Remembering how often Lynn had asked for products from Ace, he persuaded the company’s management to grant him a franchise for Israel, and together with investors Dovrat Shrem and HGII Building Materials Marketing Ltd set up the first of the Ace stores, which are now fixtures all over the country. Flushed with Ace’s success in Israel, he decided to expand and went to Russia to launch Ace there. He remained in Russia for a few years, and Lynn flew periodically from Jerusalem to join him, but she wasn’t happy there, and Amnon was also homesick for Jerusalem.
So he came back, resumed his medical practice, and in 2007 wrote a book called Brain Exercises to Cure ADHD. It has been published in English, Hebrew and Russian, and a Chinese edition is on the way.

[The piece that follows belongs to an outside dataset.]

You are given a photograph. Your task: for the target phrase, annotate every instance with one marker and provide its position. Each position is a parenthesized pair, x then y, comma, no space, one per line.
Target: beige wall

These days Amnon and Lynn Gimpel live in Jerusalem in a beautiful sunlit apartment with a garden. All three sons and their families live in Israel – two in Neveh Daniel and one in Efrat.
Gimpel had never intended to remain in America. He had always planned to come home, but lost some of the motivation when his father died.
Asked nowadays whether he misses America, his answer is: “No. This is my home.”